Soon after, Toronto-Dominion had to acknowledge that it was receiving inquiries from the U.S. Department of Justice, in addition to financial regulators and the Treasury Department. The core allegations are that it failed to catch money laundering and other financial crimes at several U.S. branches. Analysts have speculated that penalties may run into the billions and that the bank may face curbs on its business, similar to how Wells Fargo & Co. was punished in a fake accounts scandal. 

In the fallout, Toronto-Dominion has replaced about 10 senior leaders in compliance and legal roles — and fired about a dozen customer-facing employees — and has already spent 500 million Canadian dollars ($367 million) to bulk up its anti-money-laundering defenses.

'Subsidized' Returns

As ugly as that is, some investors find something else even more problematic at Toronto-Dominion: it just doesn't earn attractive returns in the U.S. 

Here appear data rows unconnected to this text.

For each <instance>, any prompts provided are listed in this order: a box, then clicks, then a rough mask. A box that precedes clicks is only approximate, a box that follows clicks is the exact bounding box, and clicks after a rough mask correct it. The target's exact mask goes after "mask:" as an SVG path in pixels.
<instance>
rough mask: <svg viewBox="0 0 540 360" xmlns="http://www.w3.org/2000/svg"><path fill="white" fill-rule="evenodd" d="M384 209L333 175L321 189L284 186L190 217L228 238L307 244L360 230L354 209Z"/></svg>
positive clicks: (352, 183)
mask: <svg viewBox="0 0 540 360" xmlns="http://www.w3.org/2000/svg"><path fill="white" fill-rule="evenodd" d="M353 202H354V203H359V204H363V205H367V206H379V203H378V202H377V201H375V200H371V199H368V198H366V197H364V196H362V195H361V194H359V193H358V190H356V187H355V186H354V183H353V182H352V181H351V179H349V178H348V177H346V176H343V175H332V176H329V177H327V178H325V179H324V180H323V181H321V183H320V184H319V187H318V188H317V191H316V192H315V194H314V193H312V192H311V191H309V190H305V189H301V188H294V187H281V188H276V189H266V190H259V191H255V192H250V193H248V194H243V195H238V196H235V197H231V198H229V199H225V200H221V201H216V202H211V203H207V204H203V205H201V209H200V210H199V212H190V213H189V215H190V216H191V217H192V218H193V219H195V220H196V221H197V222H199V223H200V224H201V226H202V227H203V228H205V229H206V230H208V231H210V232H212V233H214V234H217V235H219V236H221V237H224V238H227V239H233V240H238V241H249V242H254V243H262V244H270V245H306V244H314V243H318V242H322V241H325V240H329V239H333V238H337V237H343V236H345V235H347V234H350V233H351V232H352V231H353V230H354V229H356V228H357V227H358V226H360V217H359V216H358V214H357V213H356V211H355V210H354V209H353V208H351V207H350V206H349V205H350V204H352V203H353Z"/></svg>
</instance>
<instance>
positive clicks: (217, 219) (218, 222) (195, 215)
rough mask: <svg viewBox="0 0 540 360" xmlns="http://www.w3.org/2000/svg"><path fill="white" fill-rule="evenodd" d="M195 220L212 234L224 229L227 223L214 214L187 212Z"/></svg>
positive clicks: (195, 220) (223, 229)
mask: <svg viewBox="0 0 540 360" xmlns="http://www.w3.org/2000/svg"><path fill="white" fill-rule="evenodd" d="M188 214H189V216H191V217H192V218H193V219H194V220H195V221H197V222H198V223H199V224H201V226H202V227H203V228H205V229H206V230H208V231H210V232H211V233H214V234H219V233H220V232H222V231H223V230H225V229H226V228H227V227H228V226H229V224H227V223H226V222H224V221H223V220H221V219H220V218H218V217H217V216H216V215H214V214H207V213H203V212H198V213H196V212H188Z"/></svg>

Nigel D'Souza, senior investment analyst at Veritas Investment Research, estimates the U.S. retail bank's return on equity was just 8.5% in fiscal 2023, according to his analysis. That compared with a 36.8% return in its Canadian personal and commercial banking business. Return on equity is a critically important metric of bank profitability, measuring how much shareholders get for each dollar of equity capital. 

Toronto-Dominion's disclosures make the U.S. business seem rosier, D'Souza said, because "they have returns that are subsidized," with some treasury and corporate expenses allocated to the bank's general corporate segment, including significant investments in strengthening risk controls.   

"The major U.S. banks generate higher profit margins and most outperform TD," D'Souza said. "My argument to my clients is if you want exposure to U.S. banking, just buy a well-run U.S. bank instead." 

There are signs investors are doing just that. Toronto-Dominion shares have fallen 3.6% over the past 12 months; its five biggest rivals have gained an average of 17%. 

That underperformance, coupled with negative headlines on the money-laundering probes, have also put a target on the back of Masrani, who has been CEO for almost 10 years. 

"Having a different leader could change sentiment around the stock," D'Souza said. "But it is not going to improve the ROE of the U.S. banking franchise. It's not going to make the industry any less competitive."